We’ve seen stars singing and dancing to the background of either real or sets made to look like poverty-stricken inner-cities for decades now.
Young, beautiful and rich Hollywood starlets parading around in the homes of people just trying to get by was already bad enough.
But now, the trend has trickled down to wannabe photographers “doing it for the ‘gram.”
For some reason, these people choose to locate the poorest area near them to take photos in their designer outfits because it’s because they think it looks cool.
The problem with this is they get to leave whenever they want to continue on with their comfortable lives without looking back.
The same can’t be said for the people who live there and have no choice.
Photo shoots in laundry mats are especially perplexing.
These people most likely never needed to go to one in their lives and have a perfectly working washer and dryer at home.
It takes a special kind of privilege to use other people’s necessities as a prop.
This trend of using poverty as a backdrop for aesthetic shots could also serve as its own type of gentrification.
Consider Pink Motel in Sun Valley, which has been featured in the Netflix show GLOW.
Motels are supposed to be boarding options for people who can’t afford a hotel room, but because of Pink Motel’s high demand as a shooting location, it has shut its doors to the public.
The problem is not a shortage of motel options for travelers.
The issue lies with the people living in the surrounding neighborhoods of such novelties.
With any kind of gentrification, when a location peaks the interest of affluent clients, it usually ends with forcing existing residents and businesses out to make way for the rich and hip population.
Glamorizing low-income areas is also a form of appropriation.

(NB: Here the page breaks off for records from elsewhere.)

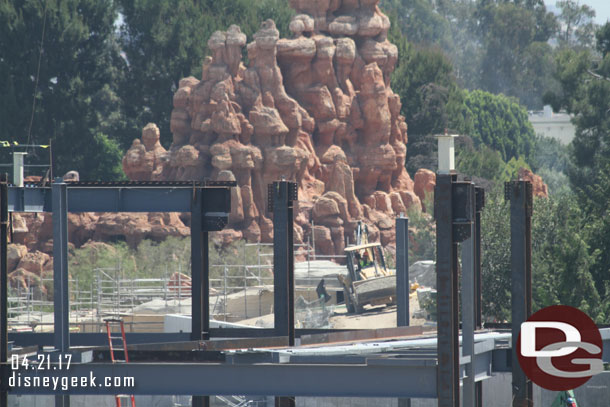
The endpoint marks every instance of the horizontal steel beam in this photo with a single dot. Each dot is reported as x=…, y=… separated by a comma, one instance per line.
x=100, y=339
x=371, y=380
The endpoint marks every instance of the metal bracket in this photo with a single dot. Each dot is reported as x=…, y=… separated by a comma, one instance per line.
x=462, y=211
x=480, y=198
x=270, y=199
x=216, y=208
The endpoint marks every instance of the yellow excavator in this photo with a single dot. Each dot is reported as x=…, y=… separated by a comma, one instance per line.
x=369, y=282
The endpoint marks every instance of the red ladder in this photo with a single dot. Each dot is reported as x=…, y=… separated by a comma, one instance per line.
x=111, y=338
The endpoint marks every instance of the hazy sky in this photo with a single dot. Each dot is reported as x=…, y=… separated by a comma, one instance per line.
x=601, y=7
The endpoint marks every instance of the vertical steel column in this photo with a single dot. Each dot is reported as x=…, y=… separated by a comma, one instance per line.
x=285, y=402
x=446, y=275
x=520, y=195
x=480, y=204
x=4, y=288
x=402, y=281
x=281, y=195
x=469, y=306
x=197, y=311
x=200, y=270
x=61, y=295
x=402, y=271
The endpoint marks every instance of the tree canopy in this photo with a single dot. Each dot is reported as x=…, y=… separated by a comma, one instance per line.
x=59, y=70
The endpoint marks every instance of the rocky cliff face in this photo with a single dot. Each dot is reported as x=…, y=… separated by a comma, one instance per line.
x=316, y=108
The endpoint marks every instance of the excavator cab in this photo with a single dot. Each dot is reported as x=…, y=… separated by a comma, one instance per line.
x=368, y=281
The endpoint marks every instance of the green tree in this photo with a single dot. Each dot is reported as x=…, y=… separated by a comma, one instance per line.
x=578, y=28
x=500, y=123
x=515, y=53
x=562, y=264
x=59, y=69
x=602, y=37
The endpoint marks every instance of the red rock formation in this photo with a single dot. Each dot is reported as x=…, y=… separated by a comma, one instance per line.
x=316, y=108
x=539, y=188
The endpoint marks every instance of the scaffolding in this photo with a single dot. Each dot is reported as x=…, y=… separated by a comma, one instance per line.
x=110, y=293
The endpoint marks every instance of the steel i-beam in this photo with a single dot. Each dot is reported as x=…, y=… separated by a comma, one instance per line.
x=446, y=251
x=402, y=281
x=3, y=289
x=61, y=293
x=281, y=195
x=480, y=204
x=519, y=193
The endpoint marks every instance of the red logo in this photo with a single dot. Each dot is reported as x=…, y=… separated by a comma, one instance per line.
x=560, y=348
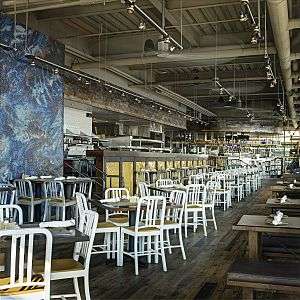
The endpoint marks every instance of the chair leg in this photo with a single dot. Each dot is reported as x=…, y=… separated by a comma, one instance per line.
x=45, y=211
x=168, y=241
x=118, y=242
x=108, y=245
x=214, y=218
x=162, y=251
x=204, y=222
x=76, y=288
x=136, y=261
x=113, y=246
x=121, y=248
x=195, y=216
x=87, y=287
x=149, y=249
x=31, y=212
x=185, y=223
x=181, y=243
x=156, y=249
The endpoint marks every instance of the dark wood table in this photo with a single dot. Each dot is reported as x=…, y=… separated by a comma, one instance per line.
x=166, y=190
x=280, y=190
x=291, y=207
x=60, y=236
x=256, y=225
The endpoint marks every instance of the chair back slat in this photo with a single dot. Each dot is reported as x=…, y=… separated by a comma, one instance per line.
x=116, y=193
x=150, y=212
x=88, y=224
x=195, y=193
x=10, y=212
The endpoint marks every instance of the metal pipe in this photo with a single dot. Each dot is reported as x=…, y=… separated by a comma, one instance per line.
x=151, y=21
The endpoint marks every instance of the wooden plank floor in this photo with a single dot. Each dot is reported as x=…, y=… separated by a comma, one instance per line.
x=201, y=276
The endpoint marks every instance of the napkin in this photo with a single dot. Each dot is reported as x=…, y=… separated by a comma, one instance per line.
x=277, y=218
x=283, y=199
x=55, y=224
x=59, y=178
x=30, y=177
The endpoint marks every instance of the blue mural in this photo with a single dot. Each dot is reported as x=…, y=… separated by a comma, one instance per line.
x=31, y=105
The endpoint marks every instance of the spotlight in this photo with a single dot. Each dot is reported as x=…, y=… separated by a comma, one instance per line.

People don’t mind using these locations as a set, yet they would not want to live in that environment and more often than not do nothing to benefit the people that do.
For people who do live in those areas, using it as a background makes sense.
Using your home environment for your photos and other visual media is a form of convenience rather than glamorization.
The next time you want to take aesthetic photos or videos for any platform, consider other locations rather than people’s backyard.
For instance, Cal Poly Pomona has a beautiful campus where nice photos and videos can be taken.
For night shots, downtown Pomona has a lot of locations perfect for shooting, such as the Fox Theater.
And remember, neon lights exist outside of the laundromat. Let people do their laundry in peace.